Houston Power Grid Analysis

As climate change increases the frequency of extreme weather events, the impacts associated with these events are felt more intensely by the communities that live there. Between February 13-17, 2021, Texas experienced a power crisis due to a severe winter storm named Uri. The increased demand for electricity for heating strained the Texas power grid and caused the implementation of rolling blackouts, leading to extended power outages for many (Zhou et al. 2024). The Texas power grid is managed by the Electrical Reliability Council of Texas (ERCOCT) and operates independently, not connected to other states’ power grids or able to borrow from them in a crisis (Monahan et al. 2024). As a result of this storm, at least 246 people died and $195 billion dollars worth of damage were caused (Zhou et al. 2024). By understanding how this impact of losing power was felt across the Houston community, we can allocate resources and plan more strategically for future weather events.

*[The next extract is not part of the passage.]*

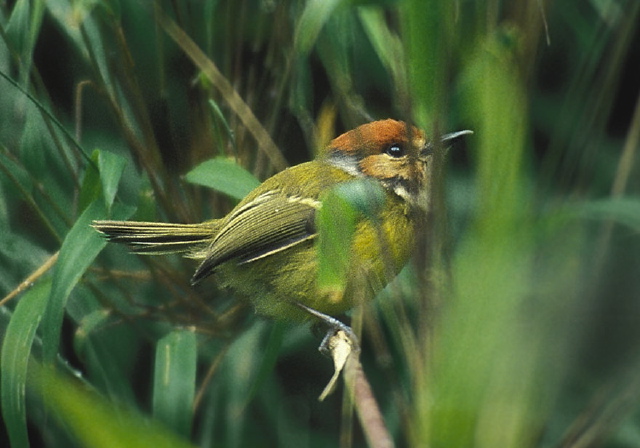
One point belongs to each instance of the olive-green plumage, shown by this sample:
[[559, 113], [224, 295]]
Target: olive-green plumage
[[265, 248]]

Objective: Throughout this blog, we will use VIIRS, OpenStreetMap, and U.S. Census data to visualize the impacts of the winter storms by estimating the number of homes in the Houston metropolitan area that lost power and combine this with socioeconomic data about median household income to investigate whether these impacts were disproportionately felt.

Load packages

library(tidyverse)
library(stars)
library(sf)
library(terra)
library(tmap)
library(testthat)
library(scales)

1. Load in data

A) Night lights VIIRS data

The VIIRS data used for visualizing the extent of power outages around the day of the storm is distributed through NASA’s Level-1 and Atmospheric Archive & Distribution System Distributed Active Archive Center (LAADS DAAC). Two 10x10 degree tiles per date of interest were used for this analysis (“VIIRS” 2025).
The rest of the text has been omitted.